Third, L‐asparaginase should be tested in combination with other drugs that counteract any factor resulting in its decreased efficacy. Obvious candidates are inhibitors of CTSB and/or ASNS, which may be possible with specific protease inhibitors. Interestingly, cytarabine may down‐regulate ASNS transcription and thus has the potential of synergy with L‐asparaginase. Indeed, Capizzi et al (1988) reported on a randomized study that showed that the addition of L‐asparaginase to high‐dose cytarabine lead to a significantly improved complete remission rate and overall survival benefit. It is important to emphasize that the sequence of both drugs is important, with L‐asparaginase to follow cytarabine. Similarly, in a large clinical study in paediatric AML, Wells et al (1993) demonstrated good anti‐leukaemic effect of cytarabine plus L‐asparaginase (CLASP), although this was schedule‐dependent, with better efficacy if CLASP was given every 7 days as compared to every 28 days. Another approach to counteract the protective effect of the bone marrow stroma on residual AML cells, is to interfere with the binding of these residual cells to the stroma by agents such as plerixafor, an CXCR4 antagonist (Martínez‐Cuadrón et al, 2018).

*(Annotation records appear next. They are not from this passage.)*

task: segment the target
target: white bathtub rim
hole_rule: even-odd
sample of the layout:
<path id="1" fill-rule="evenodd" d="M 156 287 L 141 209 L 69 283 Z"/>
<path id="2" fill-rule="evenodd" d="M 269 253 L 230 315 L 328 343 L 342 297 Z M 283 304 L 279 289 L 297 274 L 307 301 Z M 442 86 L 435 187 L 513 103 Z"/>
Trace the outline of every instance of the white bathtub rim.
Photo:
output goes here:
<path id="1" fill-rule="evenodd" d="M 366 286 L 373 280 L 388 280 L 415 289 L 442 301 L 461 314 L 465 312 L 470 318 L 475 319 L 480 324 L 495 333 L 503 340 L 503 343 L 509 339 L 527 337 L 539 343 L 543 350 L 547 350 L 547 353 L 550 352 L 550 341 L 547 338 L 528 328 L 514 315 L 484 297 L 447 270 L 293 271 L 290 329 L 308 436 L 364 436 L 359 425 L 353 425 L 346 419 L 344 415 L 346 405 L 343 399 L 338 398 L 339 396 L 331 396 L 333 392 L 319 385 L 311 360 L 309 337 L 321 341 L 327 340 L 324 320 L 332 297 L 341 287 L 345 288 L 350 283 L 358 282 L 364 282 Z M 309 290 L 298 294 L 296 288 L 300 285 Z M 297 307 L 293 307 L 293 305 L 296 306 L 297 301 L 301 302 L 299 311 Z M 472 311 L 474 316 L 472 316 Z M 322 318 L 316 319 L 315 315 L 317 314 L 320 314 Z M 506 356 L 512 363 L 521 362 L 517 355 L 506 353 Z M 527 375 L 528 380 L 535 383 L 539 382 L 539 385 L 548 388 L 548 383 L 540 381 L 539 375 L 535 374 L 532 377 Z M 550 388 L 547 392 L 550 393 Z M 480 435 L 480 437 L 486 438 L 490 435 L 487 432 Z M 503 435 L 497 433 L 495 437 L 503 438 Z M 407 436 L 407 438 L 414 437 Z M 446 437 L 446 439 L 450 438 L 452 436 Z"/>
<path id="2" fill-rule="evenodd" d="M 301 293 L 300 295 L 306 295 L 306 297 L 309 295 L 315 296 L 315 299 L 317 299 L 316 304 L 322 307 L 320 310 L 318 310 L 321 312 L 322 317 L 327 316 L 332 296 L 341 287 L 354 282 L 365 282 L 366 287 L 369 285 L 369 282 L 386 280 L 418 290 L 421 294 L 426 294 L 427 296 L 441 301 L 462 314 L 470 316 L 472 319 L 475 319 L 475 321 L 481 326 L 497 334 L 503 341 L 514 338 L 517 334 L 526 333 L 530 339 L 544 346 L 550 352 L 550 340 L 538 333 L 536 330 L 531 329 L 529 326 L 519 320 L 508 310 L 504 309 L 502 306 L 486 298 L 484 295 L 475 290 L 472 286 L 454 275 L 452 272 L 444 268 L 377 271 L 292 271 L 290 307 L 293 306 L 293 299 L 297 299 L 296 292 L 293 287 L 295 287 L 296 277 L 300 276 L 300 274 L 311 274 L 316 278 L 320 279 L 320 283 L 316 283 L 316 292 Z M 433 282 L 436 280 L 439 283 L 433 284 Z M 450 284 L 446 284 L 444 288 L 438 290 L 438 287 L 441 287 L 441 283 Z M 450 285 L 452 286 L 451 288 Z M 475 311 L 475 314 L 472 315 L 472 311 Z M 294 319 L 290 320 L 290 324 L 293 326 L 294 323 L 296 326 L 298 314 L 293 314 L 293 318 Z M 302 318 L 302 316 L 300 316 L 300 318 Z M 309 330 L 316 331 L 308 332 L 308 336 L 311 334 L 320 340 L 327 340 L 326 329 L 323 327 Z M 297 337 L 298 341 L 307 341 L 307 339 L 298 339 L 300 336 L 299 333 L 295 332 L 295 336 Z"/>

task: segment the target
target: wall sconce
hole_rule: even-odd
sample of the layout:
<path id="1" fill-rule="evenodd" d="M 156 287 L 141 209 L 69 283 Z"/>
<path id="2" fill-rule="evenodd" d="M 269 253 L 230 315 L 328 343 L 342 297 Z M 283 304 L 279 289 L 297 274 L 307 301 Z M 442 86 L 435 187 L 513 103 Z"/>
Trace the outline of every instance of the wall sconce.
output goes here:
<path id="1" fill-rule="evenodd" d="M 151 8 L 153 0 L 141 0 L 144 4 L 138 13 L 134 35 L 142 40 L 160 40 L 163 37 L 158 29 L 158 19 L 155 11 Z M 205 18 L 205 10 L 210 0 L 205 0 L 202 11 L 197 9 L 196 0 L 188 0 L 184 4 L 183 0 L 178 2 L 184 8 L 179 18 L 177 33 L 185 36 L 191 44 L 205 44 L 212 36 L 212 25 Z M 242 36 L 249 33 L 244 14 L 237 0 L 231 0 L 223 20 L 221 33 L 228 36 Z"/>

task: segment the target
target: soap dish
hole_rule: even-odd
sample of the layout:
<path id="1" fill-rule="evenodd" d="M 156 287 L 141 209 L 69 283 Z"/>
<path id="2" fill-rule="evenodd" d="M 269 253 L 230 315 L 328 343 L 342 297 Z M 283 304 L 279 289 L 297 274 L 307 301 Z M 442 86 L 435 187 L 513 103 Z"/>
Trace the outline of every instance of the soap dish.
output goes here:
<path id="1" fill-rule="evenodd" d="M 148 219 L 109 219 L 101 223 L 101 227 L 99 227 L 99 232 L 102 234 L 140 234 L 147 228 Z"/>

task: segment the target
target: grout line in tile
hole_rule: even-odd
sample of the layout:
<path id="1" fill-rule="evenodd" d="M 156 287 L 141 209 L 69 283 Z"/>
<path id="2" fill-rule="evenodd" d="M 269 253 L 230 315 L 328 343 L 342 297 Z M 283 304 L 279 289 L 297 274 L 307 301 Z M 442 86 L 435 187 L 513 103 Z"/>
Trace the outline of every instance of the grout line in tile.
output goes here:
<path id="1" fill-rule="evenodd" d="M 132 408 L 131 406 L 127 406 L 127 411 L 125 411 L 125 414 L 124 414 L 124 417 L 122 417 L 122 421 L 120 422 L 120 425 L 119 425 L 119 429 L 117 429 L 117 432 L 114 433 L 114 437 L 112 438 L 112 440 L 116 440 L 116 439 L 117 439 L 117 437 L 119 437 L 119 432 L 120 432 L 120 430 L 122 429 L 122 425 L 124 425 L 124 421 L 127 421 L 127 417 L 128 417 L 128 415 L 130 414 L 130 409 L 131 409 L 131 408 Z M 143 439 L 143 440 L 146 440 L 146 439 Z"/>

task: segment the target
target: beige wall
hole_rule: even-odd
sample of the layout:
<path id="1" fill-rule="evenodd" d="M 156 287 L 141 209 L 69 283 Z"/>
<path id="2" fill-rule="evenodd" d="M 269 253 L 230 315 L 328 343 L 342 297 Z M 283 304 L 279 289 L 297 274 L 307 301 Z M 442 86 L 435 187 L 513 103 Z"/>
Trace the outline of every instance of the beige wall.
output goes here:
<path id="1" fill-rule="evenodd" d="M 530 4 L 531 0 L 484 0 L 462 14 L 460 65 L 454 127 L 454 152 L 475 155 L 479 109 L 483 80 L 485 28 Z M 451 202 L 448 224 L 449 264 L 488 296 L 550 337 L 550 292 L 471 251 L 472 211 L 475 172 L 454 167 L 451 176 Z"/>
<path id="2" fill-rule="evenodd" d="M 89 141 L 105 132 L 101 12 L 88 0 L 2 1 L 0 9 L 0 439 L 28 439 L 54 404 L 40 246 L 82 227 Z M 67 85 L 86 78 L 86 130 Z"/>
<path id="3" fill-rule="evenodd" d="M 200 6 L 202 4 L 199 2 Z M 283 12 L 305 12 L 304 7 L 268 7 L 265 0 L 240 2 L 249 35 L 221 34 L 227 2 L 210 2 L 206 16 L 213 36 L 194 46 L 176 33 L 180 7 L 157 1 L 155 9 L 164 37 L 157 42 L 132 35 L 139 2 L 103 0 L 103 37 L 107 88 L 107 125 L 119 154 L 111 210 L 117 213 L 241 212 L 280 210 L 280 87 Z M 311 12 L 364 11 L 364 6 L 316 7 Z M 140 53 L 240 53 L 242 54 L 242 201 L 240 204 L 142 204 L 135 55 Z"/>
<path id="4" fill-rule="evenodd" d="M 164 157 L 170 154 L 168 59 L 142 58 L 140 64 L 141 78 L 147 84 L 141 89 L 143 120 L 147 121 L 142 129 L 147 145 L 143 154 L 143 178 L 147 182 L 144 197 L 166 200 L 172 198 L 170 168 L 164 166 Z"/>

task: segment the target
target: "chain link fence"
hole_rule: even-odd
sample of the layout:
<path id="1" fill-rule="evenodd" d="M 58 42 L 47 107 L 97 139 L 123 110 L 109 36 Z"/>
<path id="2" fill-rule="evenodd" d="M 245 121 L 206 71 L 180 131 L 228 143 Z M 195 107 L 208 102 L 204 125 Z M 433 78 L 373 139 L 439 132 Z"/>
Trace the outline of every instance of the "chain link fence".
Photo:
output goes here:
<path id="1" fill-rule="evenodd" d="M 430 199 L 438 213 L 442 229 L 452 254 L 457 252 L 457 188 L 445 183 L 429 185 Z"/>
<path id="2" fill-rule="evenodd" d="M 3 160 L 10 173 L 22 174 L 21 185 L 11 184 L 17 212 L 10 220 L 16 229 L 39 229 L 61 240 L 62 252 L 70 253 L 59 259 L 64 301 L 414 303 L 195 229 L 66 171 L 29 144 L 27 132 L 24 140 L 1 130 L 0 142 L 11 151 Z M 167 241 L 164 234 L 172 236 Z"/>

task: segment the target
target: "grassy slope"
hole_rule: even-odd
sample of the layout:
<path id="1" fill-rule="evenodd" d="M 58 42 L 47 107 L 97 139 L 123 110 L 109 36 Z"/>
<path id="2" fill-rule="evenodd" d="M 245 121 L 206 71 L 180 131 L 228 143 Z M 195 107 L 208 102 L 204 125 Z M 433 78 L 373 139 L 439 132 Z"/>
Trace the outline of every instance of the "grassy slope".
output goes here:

In general, the schedule of L‐asparaginase must also be considered. From studies in ALL we have learned that prolonged depletion of asparagine is most relevant for an optimal anti‐leukaemic effect. The same is likely to be true for depletion of glutamine. Thus, repeated and uninterrupted administrations of L‐asparaginase is likely to be optimal. The latter is also important to avoid the development of neutralizing antibodies. Finally, therapeutic drug monitoring should be introduced. Important interindividual differences in systemic exposure after a given dose of L‐asparaginase have been observed. By simply measuring the asparaginase activity levels in peripheral blood, individualized drug dosing Is possible. This minimizes costs and avoids unnecessary toxicity, and at the same time optimizes efficacy (van der Sluis et al, 2016).
In conclusion, the study reported by Michelozzi et al (2019) in this issue of the British Journal of Haematology should encourage further studies on the potential beneficial effect of L‐asparaginase in AML, and how to optimize that benefit.